My take is simpler, but I don't think it's any more, or any less, applicable.
You know the spiel: If Drug X is legalized, its use will magically come to be considered "normal" and people who wouldn't otherwise use it will start using it. If that drug happens to be marijuana, its "normalized" use will become a "gateway" to use of other, still not "normalized," drugs.
That's all a bunch of horseshit, and the horseshit starts with the very concept of "normalization."
To "normalize" something is to make it "normal." There are several definitions of "normal," but I go with the one I suspect most people automatically think of from among the selections at Merriam-Webster: "[C]onforming to a type, standard, or regular pattern : characterized by that which is considered usual, typical, or routine."
Throughout known human history (and that point keeps getting pushed further and further back by e.g. archeological discoveries), people have used drugs.
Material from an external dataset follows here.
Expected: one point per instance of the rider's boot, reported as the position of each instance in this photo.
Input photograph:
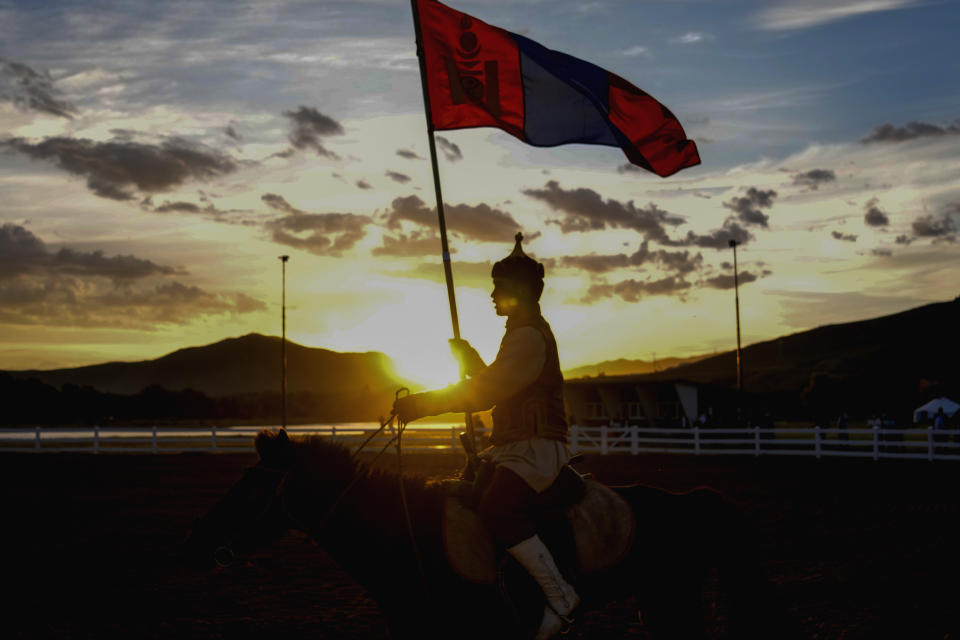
(534, 556)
They've used drugs to relieve pain, they've used drugs to alleviate the symptoms of illness, they've used drugs to alter their own moods and mental states, etc.
That's how it always has been. That's how it is now. Absent a number of genetic mutations that cause drugs to stop achieving those results, that's how it's always going to be. It's usual. It's typical. It's routine. It's normal.
If Drug X is legalized, might its use increase relative to its use when it was illegal? Some people who were afraid to act normally might decide to start acting normally. Others might reconsider their normal drug preferences and e.g. move some or all of their entirely normal consumption from entirely normal booze to entirely normal cannabis or entirely normal acetaminophen to entirely normal morphine or whatever.
The war on drugs, unfortunately, is entirely normal -- it's just another manifestation of the human desire to order other humans around. Just because something is normal (usual, typical, or routine), that doesn't mean it's good.